The USDA pegged domestic wheat ending stocks at 628 million bushels, above the average estimate for 608 million, and the global carryout at 279.95 million tonnes, above expectations for 278.67 million.
The U.S. soybean crop that farmers harvested in the fall of 2021 was the largest on record, as yields were bigger than previously estimated, the agency said.
However, hot and dry conditions in southern Brazil and parts of Argentina have raised doubts about soybean and corn harvest prospects. Brazilian food supply and statistics agency Conab on Tuesday lowered its 2021/2022 forecast for the country’s soybean and corn production.
Brazilian consumers could see another round of stiff rises in food prices this year as meatpackers grapple with higher costs due to a drought hurting the crops used to feed livestock.
Argentine farmers are expected to harvest 48 million tonnes of corn in the 2021/22 season, the Rosario grains exchange said on Wednesday, a smaller harvest than previously estimated because of a drought and high temperatures in key farm areas in the last month.

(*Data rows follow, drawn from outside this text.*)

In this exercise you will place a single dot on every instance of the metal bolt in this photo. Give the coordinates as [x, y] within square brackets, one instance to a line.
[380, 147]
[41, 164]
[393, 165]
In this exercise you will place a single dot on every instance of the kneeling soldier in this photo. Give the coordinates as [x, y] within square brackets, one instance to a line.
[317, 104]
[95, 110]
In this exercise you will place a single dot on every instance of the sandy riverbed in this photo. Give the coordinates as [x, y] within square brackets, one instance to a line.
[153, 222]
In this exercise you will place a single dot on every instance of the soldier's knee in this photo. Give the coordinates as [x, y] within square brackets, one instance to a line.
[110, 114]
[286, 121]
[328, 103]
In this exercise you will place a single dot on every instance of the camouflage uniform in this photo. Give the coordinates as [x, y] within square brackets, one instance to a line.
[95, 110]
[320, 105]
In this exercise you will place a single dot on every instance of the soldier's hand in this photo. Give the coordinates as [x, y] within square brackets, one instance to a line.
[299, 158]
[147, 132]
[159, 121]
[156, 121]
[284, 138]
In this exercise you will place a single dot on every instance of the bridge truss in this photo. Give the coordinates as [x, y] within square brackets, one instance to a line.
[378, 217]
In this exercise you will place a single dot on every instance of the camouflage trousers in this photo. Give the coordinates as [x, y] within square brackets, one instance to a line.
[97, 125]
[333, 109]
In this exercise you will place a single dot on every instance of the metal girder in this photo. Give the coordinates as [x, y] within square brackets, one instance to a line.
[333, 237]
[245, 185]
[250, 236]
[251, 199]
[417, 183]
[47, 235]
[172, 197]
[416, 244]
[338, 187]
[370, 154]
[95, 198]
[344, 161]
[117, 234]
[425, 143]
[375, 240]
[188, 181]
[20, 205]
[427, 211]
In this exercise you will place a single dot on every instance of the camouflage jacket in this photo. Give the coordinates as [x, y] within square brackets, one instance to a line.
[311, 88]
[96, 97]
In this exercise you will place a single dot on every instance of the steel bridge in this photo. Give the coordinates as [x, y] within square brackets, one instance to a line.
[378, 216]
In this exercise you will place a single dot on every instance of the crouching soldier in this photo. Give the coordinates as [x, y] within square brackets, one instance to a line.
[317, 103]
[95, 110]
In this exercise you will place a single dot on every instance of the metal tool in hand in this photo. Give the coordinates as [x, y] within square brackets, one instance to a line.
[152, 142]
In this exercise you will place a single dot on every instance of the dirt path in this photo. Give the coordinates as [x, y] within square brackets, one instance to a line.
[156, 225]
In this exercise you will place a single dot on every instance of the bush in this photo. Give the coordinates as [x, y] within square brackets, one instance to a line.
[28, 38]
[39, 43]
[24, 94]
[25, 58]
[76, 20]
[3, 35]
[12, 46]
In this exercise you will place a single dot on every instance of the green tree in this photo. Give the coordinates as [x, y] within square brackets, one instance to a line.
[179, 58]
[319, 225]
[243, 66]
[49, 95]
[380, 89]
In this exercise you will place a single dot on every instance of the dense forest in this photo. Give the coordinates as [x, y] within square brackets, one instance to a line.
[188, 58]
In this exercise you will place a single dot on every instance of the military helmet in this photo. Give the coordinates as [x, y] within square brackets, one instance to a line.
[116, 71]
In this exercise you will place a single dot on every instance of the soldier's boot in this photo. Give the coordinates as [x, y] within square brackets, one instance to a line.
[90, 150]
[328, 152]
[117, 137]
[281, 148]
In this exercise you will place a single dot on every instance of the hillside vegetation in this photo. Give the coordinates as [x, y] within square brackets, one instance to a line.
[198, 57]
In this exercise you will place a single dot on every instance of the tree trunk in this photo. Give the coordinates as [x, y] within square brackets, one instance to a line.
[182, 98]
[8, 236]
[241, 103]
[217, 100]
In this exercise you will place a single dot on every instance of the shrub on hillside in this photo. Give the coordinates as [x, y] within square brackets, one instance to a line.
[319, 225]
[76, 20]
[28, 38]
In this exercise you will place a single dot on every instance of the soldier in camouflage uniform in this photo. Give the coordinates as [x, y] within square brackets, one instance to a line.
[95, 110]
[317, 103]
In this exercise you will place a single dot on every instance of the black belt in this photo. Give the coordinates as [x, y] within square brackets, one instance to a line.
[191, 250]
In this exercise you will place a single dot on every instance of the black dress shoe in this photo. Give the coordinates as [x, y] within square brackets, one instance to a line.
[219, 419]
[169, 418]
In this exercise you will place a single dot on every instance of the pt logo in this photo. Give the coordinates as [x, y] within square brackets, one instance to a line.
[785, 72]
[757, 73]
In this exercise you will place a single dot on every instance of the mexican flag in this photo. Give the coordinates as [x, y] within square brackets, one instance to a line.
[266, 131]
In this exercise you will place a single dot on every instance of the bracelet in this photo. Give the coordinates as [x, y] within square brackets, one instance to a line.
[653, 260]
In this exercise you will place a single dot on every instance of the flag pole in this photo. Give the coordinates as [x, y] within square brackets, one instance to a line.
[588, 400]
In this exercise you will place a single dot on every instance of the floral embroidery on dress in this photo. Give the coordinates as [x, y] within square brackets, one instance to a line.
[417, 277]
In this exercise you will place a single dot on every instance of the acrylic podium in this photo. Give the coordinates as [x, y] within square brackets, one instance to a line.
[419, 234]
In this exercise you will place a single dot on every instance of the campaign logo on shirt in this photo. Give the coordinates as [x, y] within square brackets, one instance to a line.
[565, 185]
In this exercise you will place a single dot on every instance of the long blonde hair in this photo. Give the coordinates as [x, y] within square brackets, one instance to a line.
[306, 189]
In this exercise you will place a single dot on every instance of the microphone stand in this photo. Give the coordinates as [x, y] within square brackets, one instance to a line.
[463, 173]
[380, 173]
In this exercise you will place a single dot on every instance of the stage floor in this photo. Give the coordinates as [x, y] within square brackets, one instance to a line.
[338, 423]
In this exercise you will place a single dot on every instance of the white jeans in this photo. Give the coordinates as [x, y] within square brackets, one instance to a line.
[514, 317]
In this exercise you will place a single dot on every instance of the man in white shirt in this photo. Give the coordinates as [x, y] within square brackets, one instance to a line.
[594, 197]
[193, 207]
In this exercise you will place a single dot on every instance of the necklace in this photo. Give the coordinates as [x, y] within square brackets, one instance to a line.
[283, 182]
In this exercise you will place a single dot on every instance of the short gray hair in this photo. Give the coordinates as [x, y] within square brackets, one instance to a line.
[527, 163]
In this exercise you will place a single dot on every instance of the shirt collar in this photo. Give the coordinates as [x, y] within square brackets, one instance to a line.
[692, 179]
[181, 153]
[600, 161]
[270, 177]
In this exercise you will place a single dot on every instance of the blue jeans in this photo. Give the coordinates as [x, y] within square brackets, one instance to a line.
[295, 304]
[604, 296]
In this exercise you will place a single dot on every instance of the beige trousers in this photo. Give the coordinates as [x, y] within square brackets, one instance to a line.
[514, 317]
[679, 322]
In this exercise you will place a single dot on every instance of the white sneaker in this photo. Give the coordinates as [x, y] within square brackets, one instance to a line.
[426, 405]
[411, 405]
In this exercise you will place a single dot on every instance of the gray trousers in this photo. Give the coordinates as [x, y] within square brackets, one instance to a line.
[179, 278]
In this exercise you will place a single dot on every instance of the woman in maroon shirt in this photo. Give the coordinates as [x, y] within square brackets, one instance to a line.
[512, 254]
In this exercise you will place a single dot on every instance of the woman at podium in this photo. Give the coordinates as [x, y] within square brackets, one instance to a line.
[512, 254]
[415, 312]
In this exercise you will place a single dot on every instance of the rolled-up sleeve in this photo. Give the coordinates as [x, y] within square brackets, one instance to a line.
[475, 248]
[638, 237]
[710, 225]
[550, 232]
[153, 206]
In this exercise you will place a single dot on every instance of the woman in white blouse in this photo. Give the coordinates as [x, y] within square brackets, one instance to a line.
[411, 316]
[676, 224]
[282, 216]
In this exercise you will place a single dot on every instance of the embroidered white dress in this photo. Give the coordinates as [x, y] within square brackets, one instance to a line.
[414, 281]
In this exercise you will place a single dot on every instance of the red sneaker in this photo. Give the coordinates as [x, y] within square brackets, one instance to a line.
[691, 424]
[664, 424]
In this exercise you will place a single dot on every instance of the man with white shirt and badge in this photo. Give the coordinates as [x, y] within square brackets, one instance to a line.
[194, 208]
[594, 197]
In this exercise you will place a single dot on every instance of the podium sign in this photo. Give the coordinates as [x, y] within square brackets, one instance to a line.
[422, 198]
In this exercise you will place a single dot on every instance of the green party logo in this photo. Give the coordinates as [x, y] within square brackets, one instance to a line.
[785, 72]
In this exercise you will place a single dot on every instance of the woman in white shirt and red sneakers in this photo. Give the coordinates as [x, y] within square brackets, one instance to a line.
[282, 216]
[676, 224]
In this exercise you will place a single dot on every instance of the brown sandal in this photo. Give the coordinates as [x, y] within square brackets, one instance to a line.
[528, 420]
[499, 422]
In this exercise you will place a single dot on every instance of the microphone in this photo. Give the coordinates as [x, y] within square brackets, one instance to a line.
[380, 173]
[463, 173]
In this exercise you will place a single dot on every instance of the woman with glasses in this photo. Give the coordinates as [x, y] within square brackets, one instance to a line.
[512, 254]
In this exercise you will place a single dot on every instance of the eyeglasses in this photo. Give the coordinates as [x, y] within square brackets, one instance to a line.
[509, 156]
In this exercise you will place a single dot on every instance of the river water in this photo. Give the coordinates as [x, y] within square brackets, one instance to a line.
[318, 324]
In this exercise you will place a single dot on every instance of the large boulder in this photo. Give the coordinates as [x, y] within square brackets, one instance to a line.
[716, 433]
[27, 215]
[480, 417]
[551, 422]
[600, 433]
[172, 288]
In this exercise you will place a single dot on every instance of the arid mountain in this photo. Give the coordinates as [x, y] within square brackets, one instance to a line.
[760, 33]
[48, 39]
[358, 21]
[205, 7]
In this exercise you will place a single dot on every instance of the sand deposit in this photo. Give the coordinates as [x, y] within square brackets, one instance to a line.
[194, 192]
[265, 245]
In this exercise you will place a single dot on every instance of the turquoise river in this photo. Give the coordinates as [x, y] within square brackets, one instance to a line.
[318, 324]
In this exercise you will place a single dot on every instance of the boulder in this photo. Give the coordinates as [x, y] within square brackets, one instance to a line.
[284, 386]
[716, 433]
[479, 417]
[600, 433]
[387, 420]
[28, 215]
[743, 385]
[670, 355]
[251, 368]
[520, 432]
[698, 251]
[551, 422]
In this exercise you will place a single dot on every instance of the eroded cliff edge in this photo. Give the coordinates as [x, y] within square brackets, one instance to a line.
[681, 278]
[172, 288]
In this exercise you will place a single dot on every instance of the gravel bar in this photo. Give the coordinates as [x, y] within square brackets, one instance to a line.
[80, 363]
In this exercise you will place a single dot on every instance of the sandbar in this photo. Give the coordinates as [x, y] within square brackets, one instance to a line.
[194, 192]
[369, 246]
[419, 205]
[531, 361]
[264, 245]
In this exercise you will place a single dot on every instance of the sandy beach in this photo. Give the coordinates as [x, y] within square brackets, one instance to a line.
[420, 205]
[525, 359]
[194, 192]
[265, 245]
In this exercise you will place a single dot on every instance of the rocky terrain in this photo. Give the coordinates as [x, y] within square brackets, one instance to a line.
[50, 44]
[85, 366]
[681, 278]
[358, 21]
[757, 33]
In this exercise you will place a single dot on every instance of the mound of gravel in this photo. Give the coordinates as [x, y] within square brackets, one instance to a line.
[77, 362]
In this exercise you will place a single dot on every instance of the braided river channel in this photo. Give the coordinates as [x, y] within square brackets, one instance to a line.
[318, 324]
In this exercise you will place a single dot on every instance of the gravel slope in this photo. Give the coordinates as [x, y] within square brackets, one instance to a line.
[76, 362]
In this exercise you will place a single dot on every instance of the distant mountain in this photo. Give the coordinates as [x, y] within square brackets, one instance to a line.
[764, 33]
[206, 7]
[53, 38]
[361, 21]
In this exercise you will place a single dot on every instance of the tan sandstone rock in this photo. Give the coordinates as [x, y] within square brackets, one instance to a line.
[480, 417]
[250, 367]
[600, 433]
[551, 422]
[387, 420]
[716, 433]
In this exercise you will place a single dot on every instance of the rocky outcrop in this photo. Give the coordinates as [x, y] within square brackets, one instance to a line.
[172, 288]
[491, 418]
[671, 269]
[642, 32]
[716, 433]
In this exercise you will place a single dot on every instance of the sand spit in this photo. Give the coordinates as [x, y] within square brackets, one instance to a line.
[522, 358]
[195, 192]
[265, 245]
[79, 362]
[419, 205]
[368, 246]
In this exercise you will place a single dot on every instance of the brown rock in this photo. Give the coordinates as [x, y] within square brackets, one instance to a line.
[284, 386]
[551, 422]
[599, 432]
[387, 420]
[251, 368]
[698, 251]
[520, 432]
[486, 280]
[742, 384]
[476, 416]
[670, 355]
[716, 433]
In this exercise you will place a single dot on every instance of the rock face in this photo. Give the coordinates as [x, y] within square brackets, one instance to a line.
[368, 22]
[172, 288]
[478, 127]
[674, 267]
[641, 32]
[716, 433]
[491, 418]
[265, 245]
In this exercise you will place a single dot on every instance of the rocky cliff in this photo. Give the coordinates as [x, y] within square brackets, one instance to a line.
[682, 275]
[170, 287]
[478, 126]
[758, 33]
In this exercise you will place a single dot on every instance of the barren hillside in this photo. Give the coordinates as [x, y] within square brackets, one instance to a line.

Commodity funds were net buyers of CBOT soybean, soymeal and soyoil futures contracts on Wednesday and net sellers of corn and wheat futures, traders said.
World stocks rose on Wednesday while U.S. Treasury yields and the dollar weakened, after the latest U.S. inflation data showed price pressures surging but within expectations, apparently suggesting the Federal Reserve will not have to hike interest rates too aggressively.